This figure was 1% higher than in August 2015.

The BBA said consumer credit continues to show annual growth of over 6% reflecting fairly strong retail sales and in the case of personal loans and overdrafts favourable interest rates.

Non-financial companies deposits increased by an average of around £2-3 billion a month in 2015 but fell back in the first half of 2016 and are currently growing at an annual rate of 3.8% compared with around 10% in 2015.

Dr Rebecca Harding, the BBA’s chief economist, said: “The High Street Banking statistics published today point to a softer housing market, strong consumer credit and slightly weaker business borrowing in August. The data was collected before the Bank of England reduced interest rates to 0.25% and so give an indication of some of the underlying pressures that the MPC was responding to when it made this decision.

“Mortgage borrowing is growing at a slower pace than it has for the last few months reflecting both the slowdown in housing market growth after the April spike and broader trends in the sector.

“Given the low interest rate environment and high levels of confidence during the summer, the strong credit growth can be interpreted as strong consumer sentiment.

“Company deposits grew at an annual rate of 3.8% in August 2016 compared to 9% in August 2015 suggesting that companies may be using their own internal resources to fund working capital and growth requirements.”

Andrew McPhillips, chief economist at Yorkshire Building Society, said: “The fact that mortgage lending is still rising despite a fall in property transactions is a result of increasing house prices which are causing people to take out larger loans to afford a property. Although lending has shown strong growth over the past few years, mortgage approvals have been relatively flat and further increases in house prices could dampen market activity in the future, potentially causing growth in mortgage lending to slow.

“Increasing house price inflation is ultimately a result of the lack of supply, and this issue has been exacerbated over the past few months as a result of a spike in transactions earlier in the year which was caused by landlords rushing to beat the introduction of the new stamp duty rate, limiting the number of available properties in subsequent months. We may see mortgage approvals pick up slightly in future months once the market has recovered from this, but the underlying lack of supply remains and is likely to limit market activity in the future.

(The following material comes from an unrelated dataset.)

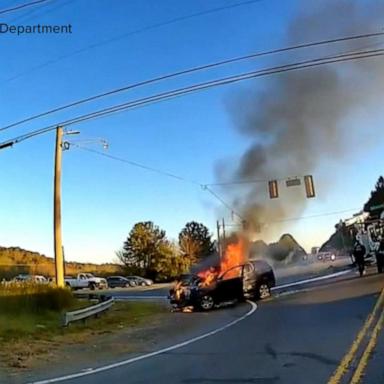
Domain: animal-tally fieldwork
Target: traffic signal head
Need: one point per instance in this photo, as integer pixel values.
(309, 186)
(273, 189)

“In order to address this issue and help more people onto the property ladder, the UK needs to build more houses to bring supply in line with demand. Given that the UK currently has a housing deficit of around 1.2m properties, it is likely to take a significant amount of time to fully resolve this issue, and the government should also look to implement measures which would help more people to afford a home in the short term, for example, by making stamp duty a sellers’ tax rather than a buyers’ tax to reduce upfront costs.”